Le constructeur chinois cumule les jalons outre-mer. Le 16 juillet, son usine de Camaçari, au Brésil, a vu sortir de ses chaînes le 100 000e véhicule électrique, un Dolphin Mini. Cinq jours plus tard, un navire roll-on/roll-off déchargeait plus de 2 000 BYD dans le port de Karachi, la plus grosse livraison jamais expédiée vers le Pakistan. Deux événements qui illustrent la cadence à laquelle la marque déploie sa présence hors de Chine.
L’usine brésilienne, dotée d’un investissement de 5,5 milliards de reais, emploie désormais 5 500 personnes.
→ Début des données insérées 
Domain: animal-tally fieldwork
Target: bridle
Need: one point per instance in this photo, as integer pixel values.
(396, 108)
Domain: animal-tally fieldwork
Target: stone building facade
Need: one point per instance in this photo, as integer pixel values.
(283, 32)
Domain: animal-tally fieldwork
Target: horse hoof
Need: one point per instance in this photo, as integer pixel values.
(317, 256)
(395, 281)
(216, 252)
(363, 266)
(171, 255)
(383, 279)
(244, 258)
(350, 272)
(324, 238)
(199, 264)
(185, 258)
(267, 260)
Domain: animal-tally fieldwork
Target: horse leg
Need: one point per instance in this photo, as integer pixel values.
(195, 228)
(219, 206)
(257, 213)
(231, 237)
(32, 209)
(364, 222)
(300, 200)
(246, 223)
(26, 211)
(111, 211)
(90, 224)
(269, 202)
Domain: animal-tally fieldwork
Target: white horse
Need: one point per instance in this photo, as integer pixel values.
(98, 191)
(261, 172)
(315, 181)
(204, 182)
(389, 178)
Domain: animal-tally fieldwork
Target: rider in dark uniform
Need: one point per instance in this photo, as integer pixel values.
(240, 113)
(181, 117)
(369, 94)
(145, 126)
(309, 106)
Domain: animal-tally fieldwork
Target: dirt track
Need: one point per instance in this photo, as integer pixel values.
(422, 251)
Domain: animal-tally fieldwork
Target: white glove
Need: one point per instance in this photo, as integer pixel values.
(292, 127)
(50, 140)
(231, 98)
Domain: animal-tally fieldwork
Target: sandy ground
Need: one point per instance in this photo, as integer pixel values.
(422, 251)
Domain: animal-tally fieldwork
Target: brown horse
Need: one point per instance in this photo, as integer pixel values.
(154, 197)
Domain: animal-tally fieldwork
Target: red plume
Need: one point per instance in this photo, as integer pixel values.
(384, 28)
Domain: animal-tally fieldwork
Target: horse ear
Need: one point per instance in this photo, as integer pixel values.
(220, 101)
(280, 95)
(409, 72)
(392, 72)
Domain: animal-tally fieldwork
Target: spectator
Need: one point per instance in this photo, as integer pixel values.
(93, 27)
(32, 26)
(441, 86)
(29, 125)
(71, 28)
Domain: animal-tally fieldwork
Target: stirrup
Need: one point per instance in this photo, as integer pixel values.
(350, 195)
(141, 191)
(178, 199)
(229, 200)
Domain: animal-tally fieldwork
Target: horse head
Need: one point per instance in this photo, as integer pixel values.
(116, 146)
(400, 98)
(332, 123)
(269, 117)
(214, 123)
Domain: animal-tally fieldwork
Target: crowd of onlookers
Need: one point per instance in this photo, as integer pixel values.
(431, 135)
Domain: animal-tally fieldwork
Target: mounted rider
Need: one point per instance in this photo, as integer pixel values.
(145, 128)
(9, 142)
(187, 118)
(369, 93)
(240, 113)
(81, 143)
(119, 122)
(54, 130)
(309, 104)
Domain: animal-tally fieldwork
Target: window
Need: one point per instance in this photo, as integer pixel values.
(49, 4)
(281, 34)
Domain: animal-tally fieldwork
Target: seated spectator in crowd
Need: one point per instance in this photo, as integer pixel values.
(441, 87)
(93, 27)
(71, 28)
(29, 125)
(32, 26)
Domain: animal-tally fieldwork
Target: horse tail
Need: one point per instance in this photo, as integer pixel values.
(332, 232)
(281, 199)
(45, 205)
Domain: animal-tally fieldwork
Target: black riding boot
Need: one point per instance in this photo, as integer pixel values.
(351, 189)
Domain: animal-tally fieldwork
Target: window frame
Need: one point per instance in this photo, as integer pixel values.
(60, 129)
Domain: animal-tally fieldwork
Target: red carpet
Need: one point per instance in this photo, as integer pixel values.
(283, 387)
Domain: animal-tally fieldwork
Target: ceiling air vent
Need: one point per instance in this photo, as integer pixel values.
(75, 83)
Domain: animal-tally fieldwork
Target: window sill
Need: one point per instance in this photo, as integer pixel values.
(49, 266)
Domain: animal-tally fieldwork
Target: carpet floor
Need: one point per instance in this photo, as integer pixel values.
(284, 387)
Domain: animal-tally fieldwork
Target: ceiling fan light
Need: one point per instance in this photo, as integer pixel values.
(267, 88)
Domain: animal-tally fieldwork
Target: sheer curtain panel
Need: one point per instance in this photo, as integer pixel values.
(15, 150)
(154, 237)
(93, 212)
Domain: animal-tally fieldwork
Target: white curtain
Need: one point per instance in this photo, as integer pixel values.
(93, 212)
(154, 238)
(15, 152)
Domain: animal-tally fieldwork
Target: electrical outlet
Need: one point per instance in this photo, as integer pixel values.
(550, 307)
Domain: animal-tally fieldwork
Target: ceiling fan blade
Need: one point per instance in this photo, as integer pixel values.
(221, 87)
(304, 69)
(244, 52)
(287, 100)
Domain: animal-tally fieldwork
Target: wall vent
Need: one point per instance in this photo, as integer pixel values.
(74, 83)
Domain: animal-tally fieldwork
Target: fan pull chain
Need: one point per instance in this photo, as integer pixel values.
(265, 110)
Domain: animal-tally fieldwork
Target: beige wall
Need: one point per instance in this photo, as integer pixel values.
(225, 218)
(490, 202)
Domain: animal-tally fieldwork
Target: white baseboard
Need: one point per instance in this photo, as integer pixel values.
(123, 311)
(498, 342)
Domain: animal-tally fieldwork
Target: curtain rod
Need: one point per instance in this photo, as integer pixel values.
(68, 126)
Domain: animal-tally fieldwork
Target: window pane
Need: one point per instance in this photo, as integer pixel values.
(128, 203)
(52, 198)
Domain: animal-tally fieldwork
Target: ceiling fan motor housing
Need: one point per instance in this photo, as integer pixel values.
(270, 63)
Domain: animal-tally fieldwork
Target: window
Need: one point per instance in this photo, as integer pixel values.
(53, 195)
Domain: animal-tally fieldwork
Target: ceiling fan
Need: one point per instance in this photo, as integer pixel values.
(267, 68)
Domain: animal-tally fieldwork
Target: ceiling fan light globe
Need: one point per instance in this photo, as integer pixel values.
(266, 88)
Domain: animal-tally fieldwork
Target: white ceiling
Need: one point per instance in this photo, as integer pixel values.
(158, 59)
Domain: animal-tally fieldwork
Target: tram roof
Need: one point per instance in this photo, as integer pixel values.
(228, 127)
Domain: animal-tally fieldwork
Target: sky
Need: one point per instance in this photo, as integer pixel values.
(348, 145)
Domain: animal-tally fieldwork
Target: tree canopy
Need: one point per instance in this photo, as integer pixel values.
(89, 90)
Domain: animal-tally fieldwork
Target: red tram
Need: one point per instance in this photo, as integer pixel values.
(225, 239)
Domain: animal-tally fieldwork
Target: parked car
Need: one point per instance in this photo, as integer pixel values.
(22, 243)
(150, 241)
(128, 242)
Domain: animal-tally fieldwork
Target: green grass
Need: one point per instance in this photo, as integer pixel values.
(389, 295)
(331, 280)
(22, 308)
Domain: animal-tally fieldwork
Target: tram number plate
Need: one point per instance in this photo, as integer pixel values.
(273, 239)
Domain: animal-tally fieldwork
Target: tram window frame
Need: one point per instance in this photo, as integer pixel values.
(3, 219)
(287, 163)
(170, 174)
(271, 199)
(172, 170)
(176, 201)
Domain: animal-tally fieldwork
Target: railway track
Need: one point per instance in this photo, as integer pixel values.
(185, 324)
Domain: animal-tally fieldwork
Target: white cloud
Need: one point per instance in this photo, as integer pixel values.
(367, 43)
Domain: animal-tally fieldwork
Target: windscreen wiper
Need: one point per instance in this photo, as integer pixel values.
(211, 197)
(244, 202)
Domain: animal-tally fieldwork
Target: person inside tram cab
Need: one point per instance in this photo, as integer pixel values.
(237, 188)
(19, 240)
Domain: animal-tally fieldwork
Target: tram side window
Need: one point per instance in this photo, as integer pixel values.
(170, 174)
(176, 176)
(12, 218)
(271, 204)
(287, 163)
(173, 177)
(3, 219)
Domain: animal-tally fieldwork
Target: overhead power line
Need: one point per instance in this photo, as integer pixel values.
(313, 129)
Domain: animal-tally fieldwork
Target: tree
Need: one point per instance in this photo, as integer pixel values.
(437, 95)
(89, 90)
Sa capacité initiale de 150 000 unités par an doit être portée à 600 000 à terme. D’ici début 2027, la moitié des composants seront sourcés localement, a précisé le directeur du site, Li Tie. Au Pakistan, le partenaire local Mega Motor Company a réceptionné cette cargaison record. BYD y voit un maillon essentiel de sa stratégie mondiale, le pays accélérant sa transition vers la mobilité propre.
Pourtant, cette dynamique internationale ne se fait pas sans accroc. En Australie, BYD a dû rembourser intégralement 1 265 clients à qui des véhicules construits en 2025 avaient été présentés comme des modèles 2026, en raison d’une confusion entre date de sortie d’usine et date de production. Après avoir proposé un dédommagement de 1 100 dollars australiens, le groupe a finalement opté pour un remboursement complet ou un échange gratuit. L’incident n’entame pas la progression de la marque sur ce marché : les constructeurs chinois (BYD, GWM, MG, Chery) figurent désormais parmi les dix marques les plus vendues en Australie, et BYD a failli dépasser Toyota en juin – lequel a vu ses ventes chuter de 21,4 % sur l’année.
Cette poussée à l’export répond à une nécessité impérieuse. Au premier semestre 2026, BYD a écoulé 792 256 véhicules à l’étranger, soit une hausse de 70,7 % sur un an. Les exportations représentent désormais 43,8 % des ventes totales, contre environ 23 % un an plus tôt. Dans le même temps, les ventes en Chine ont plongé de 39,6 % à 1 016 255 unités. La raison est aussi comptable : la marge brute à l’export atteint 28,1 %, contre 17,2 % sur le marché domestique laminé par la guerre des prix. Le groupe exporte depuis six mois consécutifs plus de 100 000 véhicules par mois, avec un record à 175 349 en juin.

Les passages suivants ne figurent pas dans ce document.